Alphabet’s Waymo CEO steps down as tech executives take over
Replacing an auto industry veteran with executives more steeped in technology points to Waymo’s efforts to move past the industrial phase.
John Krafcik stepped down as chief executive officer of Alphabet Inc.’s Waymo self-driving vehicle division, making way for two tech industry veterans to jointly take over the business, the company said in a memo.
Krafcik, 59, will be replaced by Tekedra Mawakana, Waymo’s chief operating officer, and Dmitri Dolgov, chief technical officer, who will serve as co-CEOs. Mawakana was named COO in 2019, and held senior roles at AOL, Yahoo, and EBay Inc. earlier in her career. Dolgov had been CTO since late 2016 and previously had engineering positions at Google and was a researcher at Toyota Research Institute, according to his LinkedIn profile.
Replacing an auto industry veteran with executives more steeped in technology points to Waymo’s efforts to move past the industrial phase. After Krafcik cut deals with carmakers to get technology in vehicles, the company’s now moving to deploy vehicles on the road with revenue-generating services.
Under Krafcik, Waymo secured agreements with Stellantis NV, Jaguar Land Rover Automotive Plc, Volvo Car AB, Daimler AG’s truck group to put its technology in passenger cars and freight trucks. While Krafcik got Waymo’s technology in vehicles, he had said that the challenge of autonomy was a difficult one and it could take longer than expected for people to get a truly driverless experience on the road.
“Krafcik’s departure comes as the Alphabet-owned company has been slow to capitalize on its lead in autonomous technology over peers such as Tesla and GM Cruise,” Mandeep Singh, senior technology analyst at Bloomberg Intelligence. “Tesla’s growing fleet of electric cars with its proprietary Autopilot system could be aiding its competitive positioning versus Waymo One, which still hasn’t been rolled out broadly.”
The company sought its first funding for the business from other investors last year, raising $3.25 billion, an increase from an initial $2.25 billion. In the fall, Waymo started offering self-driving services without a test driver in Arizona.
“They went outside for funding, which was a sign that Alphabet was running out of patience to turn this into a real business,” said Sam Abuelsamid, an analyst at Guidehouse Insights. Still, “John accomplished a lot in terms of building relationships at automakers. Before he got there, Google talked to a lot of automakers and got turned away.”
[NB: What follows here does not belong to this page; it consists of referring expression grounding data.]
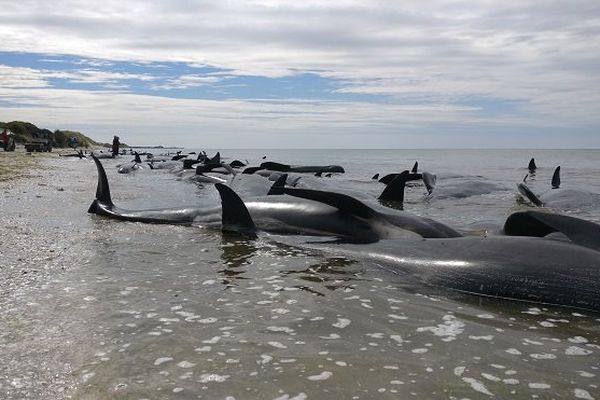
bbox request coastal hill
[0,120,125,148]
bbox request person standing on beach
[112,135,120,157]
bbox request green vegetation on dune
[0,120,113,148]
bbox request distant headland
[0,120,129,149]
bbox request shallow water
[1,149,599,399]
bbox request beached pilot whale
[518,166,600,210]
[300,236,600,312]
[117,153,146,174]
[214,186,600,312]
[243,161,345,175]
[89,155,460,242]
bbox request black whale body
[243,161,345,174]
[88,155,460,242]
[302,236,600,312]
[214,183,600,312]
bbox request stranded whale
[214,186,600,312]
[89,155,460,242]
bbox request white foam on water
[417,314,465,342]
[333,318,351,328]
[177,361,196,368]
[528,382,551,389]
[307,371,332,381]
[505,348,522,355]
[198,373,230,383]
[566,346,593,356]
[462,377,493,396]
[469,335,494,341]
[530,353,556,360]
[154,357,173,366]
[569,336,589,344]
[390,335,404,345]
[412,348,428,354]
[268,341,287,349]
[574,388,595,400]
[267,326,295,334]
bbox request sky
[1,1,599,148]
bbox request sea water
[0,149,598,399]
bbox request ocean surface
[1,149,599,399]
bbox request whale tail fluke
[268,174,288,195]
[528,158,537,172]
[215,183,257,239]
[551,166,561,189]
[411,161,418,173]
[517,183,544,207]
[378,170,409,205]
[89,154,114,213]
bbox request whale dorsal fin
[90,154,114,210]
[378,170,409,204]
[528,158,537,171]
[372,173,379,180]
[283,188,377,219]
[268,174,288,195]
[315,171,322,177]
[517,183,544,207]
[551,166,561,189]
[215,183,257,238]
[504,210,600,251]
[134,152,142,164]
[411,161,418,173]
[207,152,220,165]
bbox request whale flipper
[268,174,288,195]
[283,188,377,219]
[378,171,409,204]
[528,158,537,171]
[504,210,600,251]
[517,183,544,207]
[551,166,561,189]
[422,172,436,194]
[215,184,257,239]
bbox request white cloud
[0,0,599,146]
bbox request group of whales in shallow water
[83,151,600,312]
Waymo confirmed the move on Twitter, thanking Krafcik for leading the company’s autonomous technology development for more than five years.
“After five-and-a-half exhilarating years leading this team, I’ve decided to depart from my CEO role with Waymo and kick-off new adventures,” Krafcik said in the memo, adding that he will remain as an adviser. “To start, I’m looking forward to a refresh period, reconnecting with old friends and family, and discovering new parts of the world.”
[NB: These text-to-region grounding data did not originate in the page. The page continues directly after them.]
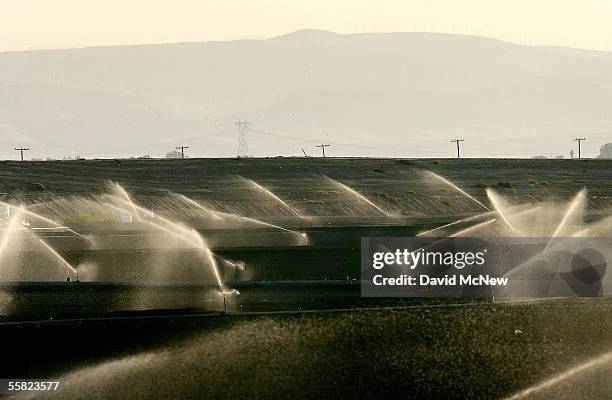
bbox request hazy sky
[2,0,612,52]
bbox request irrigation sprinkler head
[219,289,239,315]
[223,259,244,270]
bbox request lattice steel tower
[235,119,251,157]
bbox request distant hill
[1,29,611,159]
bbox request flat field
[1,158,611,399]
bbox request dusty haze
[1,29,611,159]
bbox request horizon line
[2,29,610,55]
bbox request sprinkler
[220,289,240,315]
[222,292,227,314]
[224,259,245,282]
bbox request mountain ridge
[1,30,611,159]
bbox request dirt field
[5,300,612,400]
[1,157,610,218]
[2,158,612,399]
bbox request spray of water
[485,189,518,233]
[38,238,78,276]
[416,211,496,237]
[324,176,390,217]
[504,348,612,400]
[174,193,307,240]
[112,182,141,221]
[108,193,227,292]
[449,218,497,237]
[450,207,542,238]
[422,170,490,210]
[223,258,245,270]
[0,226,70,232]
[239,177,303,217]
[545,189,586,249]
[0,209,78,279]
[195,235,227,293]
[175,194,223,221]
[0,210,23,258]
[0,201,87,240]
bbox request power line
[250,128,449,155]
[316,144,331,157]
[574,138,586,159]
[175,145,189,159]
[451,139,464,159]
[14,147,29,161]
[79,131,231,158]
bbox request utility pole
[574,138,585,159]
[235,119,251,157]
[451,139,464,159]
[175,146,189,159]
[14,147,29,161]
[316,144,330,157]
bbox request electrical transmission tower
[175,145,189,159]
[235,119,251,157]
[451,139,464,159]
[574,138,585,159]
[15,147,29,161]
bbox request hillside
[1,30,612,159]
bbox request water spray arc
[0,209,24,261]
[174,193,309,243]
[422,171,490,211]
[176,194,224,221]
[504,348,612,400]
[0,201,88,240]
[416,211,496,237]
[324,176,390,217]
[108,187,228,293]
[544,189,586,250]
[485,189,518,233]
[112,182,141,222]
[0,208,79,281]
[239,177,303,217]
[38,238,79,278]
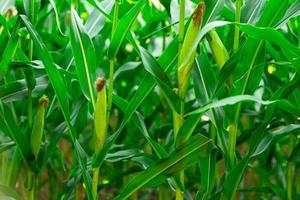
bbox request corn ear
[30,95,48,159]
[208,29,229,70]
[178,2,205,97]
[94,77,107,153]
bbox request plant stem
[174,96,185,200]
[233,0,241,53]
[106,0,120,127]
[29,189,34,200]
[92,1,120,199]
[28,2,35,198]
[8,149,22,187]
[228,110,239,168]
[28,89,33,126]
[1,152,8,184]
[228,41,262,168]
[287,162,294,200]
[287,135,295,200]
[178,0,185,55]
[27,0,35,128]
[28,171,35,200]
[106,60,115,129]
[175,1,185,199]
[159,185,170,200]
[75,184,80,200]
[92,167,100,199]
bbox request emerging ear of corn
[178,2,205,98]
[94,77,107,153]
[208,29,229,70]
[30,95,49,159]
Mawakana brings government affairs experience to the top at Waymo. She was previously chief external officer at the company, heading public policy and communications. She also had similar roles at EBay and Yahoo.
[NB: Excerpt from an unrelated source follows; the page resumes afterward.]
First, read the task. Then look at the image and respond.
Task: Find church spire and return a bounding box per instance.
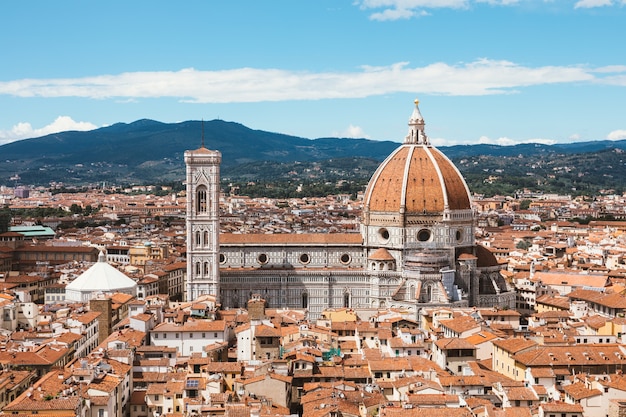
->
[405,99,429,145]
[201,119,205,149]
That will be vital as Waymo seeks to run its services on public roads and charge for driverless rides. The federal government is still developing rules for self-driving vehicles and states have their own rules and permits.
Dolgov was one of the original members of Google’s self-driving project that started in more than a decade ago that became Waymo. He also worked on Toyota Motor Corp.’s self-driving car program and was part of Stanford University’s DARPA Urban Challenge team that started the push into autonomous technology. He leads development of Waymo’s autonomous system.